Makabre Berühmtheit besitzt die im 1. Obergeschoß erhaltene Folterkammer des 18. Jhs., die im Zuge der Führung durch das Museum für Rechtsgeschichte gezeigt wird.
Der durch die schräg laufende O-Front einige Unregelmäßigkeiten aufweisende, untere Burghof verbreitert sich gegenüber dem oberen Hof mit starken Aussprüngen der W- und O-Seite. An der W-Seite lässt ein vor den Bering gestellter Bau durch seine großen Mauerstärken älteren Ursprung vermuten, A. Klaar rechnet auch den an der SO-Ecke situierten ehem. Torturm zum Ursprungsbau des 13. Jhs.
Stark prägen die Bauteile des 16. Jhs., die ab 1521, nach der Erhebung zur Reichsfreiherrschaft, anzusetzen sind, das Gesamtbild. Dieser Zeit entstammen u. a. die 2-gesch. Säulenarkaden, die den unteren Hof 3-seitig umgeben und jüngst freigelegte, gut erhaltene Reste einer gemalten, vielfarbigen Renaissancedekoration mit ornamentalen und figuralen Motiven zeigen. Zentrum der Arkaden ist ein dem S-Trakt vorgestellter Treppenturm mit einer großzügig angelegten, qualitätsvollen Schneckenstiege.

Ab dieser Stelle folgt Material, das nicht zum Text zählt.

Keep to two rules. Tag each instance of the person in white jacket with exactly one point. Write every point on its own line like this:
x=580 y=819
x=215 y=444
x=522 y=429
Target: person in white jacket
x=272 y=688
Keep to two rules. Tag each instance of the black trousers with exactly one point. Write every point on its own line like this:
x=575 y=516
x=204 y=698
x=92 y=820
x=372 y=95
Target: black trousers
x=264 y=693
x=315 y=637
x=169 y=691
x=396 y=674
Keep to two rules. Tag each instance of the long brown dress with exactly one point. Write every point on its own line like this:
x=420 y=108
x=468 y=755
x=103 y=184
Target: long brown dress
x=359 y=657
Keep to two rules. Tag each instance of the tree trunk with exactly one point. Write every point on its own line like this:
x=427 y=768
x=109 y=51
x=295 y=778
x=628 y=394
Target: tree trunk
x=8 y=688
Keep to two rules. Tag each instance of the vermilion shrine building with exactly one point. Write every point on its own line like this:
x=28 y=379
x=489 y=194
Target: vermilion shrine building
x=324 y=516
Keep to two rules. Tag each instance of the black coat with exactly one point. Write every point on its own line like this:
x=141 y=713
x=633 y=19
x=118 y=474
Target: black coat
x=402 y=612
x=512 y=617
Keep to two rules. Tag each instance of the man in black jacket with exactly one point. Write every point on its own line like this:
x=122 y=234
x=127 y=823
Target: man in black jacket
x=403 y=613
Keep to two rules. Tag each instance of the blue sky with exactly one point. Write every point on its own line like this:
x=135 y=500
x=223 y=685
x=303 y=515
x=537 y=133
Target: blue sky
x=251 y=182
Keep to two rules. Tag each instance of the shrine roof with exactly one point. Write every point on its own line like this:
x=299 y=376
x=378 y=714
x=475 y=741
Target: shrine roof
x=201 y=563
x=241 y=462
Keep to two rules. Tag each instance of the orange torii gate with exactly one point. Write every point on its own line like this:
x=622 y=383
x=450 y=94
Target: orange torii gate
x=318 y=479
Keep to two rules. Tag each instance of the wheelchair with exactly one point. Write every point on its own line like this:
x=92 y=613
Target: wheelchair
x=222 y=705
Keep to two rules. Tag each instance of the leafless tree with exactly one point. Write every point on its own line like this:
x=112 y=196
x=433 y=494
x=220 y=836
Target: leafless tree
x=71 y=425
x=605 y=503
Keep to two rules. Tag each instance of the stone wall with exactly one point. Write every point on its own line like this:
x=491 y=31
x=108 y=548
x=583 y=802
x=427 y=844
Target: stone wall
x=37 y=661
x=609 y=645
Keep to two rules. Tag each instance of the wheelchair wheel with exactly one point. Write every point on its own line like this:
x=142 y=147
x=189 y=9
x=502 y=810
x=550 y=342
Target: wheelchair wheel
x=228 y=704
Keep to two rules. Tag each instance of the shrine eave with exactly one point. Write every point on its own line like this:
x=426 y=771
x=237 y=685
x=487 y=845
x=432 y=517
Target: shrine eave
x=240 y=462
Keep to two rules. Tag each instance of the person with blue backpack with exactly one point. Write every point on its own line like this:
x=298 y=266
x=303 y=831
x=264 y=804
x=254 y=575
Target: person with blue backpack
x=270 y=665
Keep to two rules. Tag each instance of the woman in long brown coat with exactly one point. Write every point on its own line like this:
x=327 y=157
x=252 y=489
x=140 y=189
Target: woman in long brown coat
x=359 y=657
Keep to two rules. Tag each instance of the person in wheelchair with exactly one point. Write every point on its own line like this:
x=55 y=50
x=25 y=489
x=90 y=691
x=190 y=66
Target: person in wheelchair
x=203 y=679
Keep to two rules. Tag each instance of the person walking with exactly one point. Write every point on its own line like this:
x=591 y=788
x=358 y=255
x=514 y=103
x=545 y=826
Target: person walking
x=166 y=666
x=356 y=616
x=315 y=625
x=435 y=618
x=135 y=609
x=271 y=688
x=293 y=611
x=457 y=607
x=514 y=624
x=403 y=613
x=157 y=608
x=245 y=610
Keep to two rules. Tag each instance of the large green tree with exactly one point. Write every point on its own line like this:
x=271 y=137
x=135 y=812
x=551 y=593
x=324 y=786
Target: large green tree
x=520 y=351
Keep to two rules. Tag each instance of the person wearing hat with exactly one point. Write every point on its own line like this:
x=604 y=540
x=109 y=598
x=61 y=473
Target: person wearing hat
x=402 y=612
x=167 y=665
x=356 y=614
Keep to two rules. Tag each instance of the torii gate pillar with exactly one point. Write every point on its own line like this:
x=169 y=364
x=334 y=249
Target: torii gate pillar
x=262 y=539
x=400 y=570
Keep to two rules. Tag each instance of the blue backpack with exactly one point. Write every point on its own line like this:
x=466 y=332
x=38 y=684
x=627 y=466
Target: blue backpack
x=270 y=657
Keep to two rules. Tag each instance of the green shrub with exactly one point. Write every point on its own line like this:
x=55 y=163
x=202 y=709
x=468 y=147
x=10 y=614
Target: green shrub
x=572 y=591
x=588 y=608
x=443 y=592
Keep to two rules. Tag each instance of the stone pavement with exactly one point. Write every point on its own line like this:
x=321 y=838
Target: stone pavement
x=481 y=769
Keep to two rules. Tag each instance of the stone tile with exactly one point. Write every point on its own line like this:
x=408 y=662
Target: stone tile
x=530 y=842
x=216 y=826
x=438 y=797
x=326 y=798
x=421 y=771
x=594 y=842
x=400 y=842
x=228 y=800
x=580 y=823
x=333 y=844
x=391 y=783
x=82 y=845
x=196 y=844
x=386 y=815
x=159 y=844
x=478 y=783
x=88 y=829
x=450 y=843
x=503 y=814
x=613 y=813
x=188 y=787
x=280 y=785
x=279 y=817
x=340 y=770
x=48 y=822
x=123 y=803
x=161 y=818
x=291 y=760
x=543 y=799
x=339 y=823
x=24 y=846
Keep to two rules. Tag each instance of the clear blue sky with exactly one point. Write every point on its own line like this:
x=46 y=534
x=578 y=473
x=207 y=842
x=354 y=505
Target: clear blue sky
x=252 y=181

Um 1530 kann einer der bedeutendsten Bauteile der Burg, das vorgelagerte Rondell datiert werden. Der heute restaurierte, 3-gesch. Rundbau mit abgeplatteter burgseitiger Front ist als repräsentativ-funktioneller Wehrbau (Barbakane) zu sehen, der in Anregung von Dürers Architektur- und Befestigungstheorien entstanden ist und für seine Zeit als modernstes, jedoch äußerst selten ausgeführtes Befestigungselement der frühen Neuzeit gelten kann. Die dem Außengrundriss angepasste, randständige Verbauung wird von 2 Zugängen (Richtung Markt bzw. Richtung Meierhof) mit zugbrückenbewehrten Mann- und Fahrtoren durchbrochen. Die 3 Geschoße sind mit einer Vielzahl von Stück- und Gewehrscharten durchsetzt. Der ornamentale Sgraffitoschmuck zeigt Ähnlichkeiten zu den Malereien des Arkadenganges und zu noch tlw. sichtbaren Resten an den Fassaden der Burg. Architekturelemente, wie Fenster und Türen, zeigen noch durchaus spätgot. Prägung.
Neben der Nutzung als Wohnung mehrerer Mietparteien wird die Burg seit dem Übergang an die MG Pöggstall vermehrt als kulturelles Objekt verwendet. Die Anlage wird im Inneren laufend adaptiert, dabei von jüngeren, verunklärenden Zubauten befreit, und als Museumsobjekt genutzt. Rondell, Bergfried und Arkadengang sind im Zuge dieser Restaurierungstätigkeiten jüngst restauriert worden. Eine Weiterführung der Arbeiten, die mglw. zur Aufdeckung weiterer Architekturelemente führen, der weitere Ausbau der Schauräume sowie eine vermehrte kulturell-touristische Nutzung ist für die nächsten Jahre zu erwarten. (G.R.)